N E X T F L O W ~ version 21.04.3
Launching `./main.nf` [cranky_cantor] - revision: 9e652e725b
===============================================
nf-cage BovReg's pipeline
github.com/mazdax/nf-cage
docker pull mazdax/nf-cage
===============================================
Input : Raw Illumina CAGE sequences
Input : Barcode list TSV (i.e. sample barcode)
Input : Reference Genome FASTA (bowtie2 index)

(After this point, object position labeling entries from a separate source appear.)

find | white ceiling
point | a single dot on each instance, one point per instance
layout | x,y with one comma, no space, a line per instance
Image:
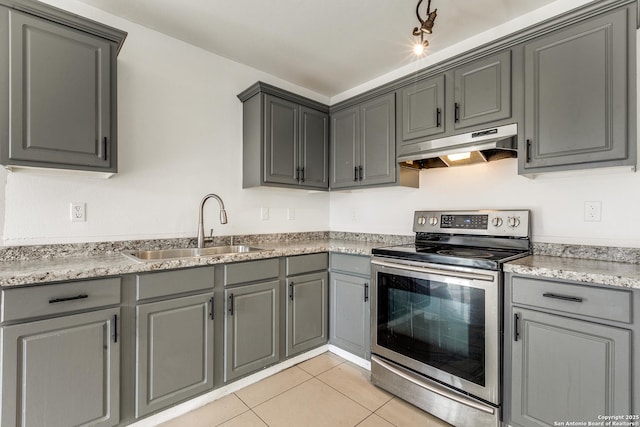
327,46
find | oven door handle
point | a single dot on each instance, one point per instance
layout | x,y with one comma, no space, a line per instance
460,274
435,388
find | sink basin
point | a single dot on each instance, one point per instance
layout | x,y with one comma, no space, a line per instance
163,254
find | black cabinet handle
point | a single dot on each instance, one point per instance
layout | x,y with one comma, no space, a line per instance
56,300
115,328
231,304
104,148
562,297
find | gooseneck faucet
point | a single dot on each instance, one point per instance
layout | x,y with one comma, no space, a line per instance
223,217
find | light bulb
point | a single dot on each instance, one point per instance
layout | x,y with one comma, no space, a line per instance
419,48
459,156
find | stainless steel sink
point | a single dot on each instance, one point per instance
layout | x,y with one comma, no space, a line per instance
164,254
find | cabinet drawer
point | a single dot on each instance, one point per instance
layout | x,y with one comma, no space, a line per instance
251,271
353,264
173,282
610,304
306,263
48,300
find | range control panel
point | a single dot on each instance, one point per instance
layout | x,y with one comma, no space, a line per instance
509,223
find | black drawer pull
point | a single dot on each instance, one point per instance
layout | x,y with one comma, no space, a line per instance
55,300
562,297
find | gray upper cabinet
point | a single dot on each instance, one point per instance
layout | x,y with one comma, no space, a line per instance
174,352
60,83
474,94
251,328
63,371
285,139
482,91
363,146
421,109
580,96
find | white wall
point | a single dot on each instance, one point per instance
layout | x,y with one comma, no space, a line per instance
556,200
180,137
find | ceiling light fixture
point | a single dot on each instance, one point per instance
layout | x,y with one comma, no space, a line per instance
426,27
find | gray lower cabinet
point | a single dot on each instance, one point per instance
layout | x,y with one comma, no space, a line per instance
307,301
62,372
60,87
61,348
580,96
285,139
251,328
174,337
174,351
569,352
350,304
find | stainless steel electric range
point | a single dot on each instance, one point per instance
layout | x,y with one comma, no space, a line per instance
436,321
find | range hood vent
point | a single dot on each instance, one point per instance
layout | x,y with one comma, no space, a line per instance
464,149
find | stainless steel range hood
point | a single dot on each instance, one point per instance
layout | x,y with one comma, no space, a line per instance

Output : Strand specific bp resolution bigWig
Running task: AIO CAGEfightR import ready
-----------------------------------------------
executor > local (103)
[9b/f36040] process > qc_pre (FastQC...) [100%] 2 of 2 ✔
[f2/a8d4ee] process > demux (Demultiplexing...) [100%] 2 of 2 ✔
[53/7323fa] process > merger (Gathering demux...) [100%] 20 of 20 ✔
[37/e53393] process > qc_post (FastQC...) [100%] 20 of 20 ✔
[35/4590e7] process > multiqc (MultiQC...) [100%] 1 of 1 ✔
[87/7af88a] process > trimmer (Trimming by TagDust2...) [100%] 19 of 19 ✔
[26/c6d571] process > mapKeeper (Sourcing the reference...) [100%] 1 of 1 ✔
[0d/b0ce36] process > mapper (Mapping using bowtie2...) [100%] 19 of 19 ✔
[c6/e7ddfb] process > bG2bW (BAM >>> bedGraph >>> BigWig ...) [100%] 19 of 19 ✔
Completed at: 04-Sep-2021 13:42:08
Duration : 1d 2h 35m 41s
CPU hours : 212.7
Succeeded : 103
This pipeline uses a docker container for all the tools required and the mamba environment. Please find the details at Docker hub public repository https://hub.docker.com/r/mazdax/nf-cage :
docker pull mazdax/nf-cage:latest
The list of the tools and versions are available in the environment.yml and the Dockerfile. The aria2c compilation was modified using https://registry.hub.docker.com/r/johngong/aria2/dockerfile .
docker build -t mazdax/nf-cage:aria2c .
NB. nf-core and pyinquirer packages were manually removed from the docker builds.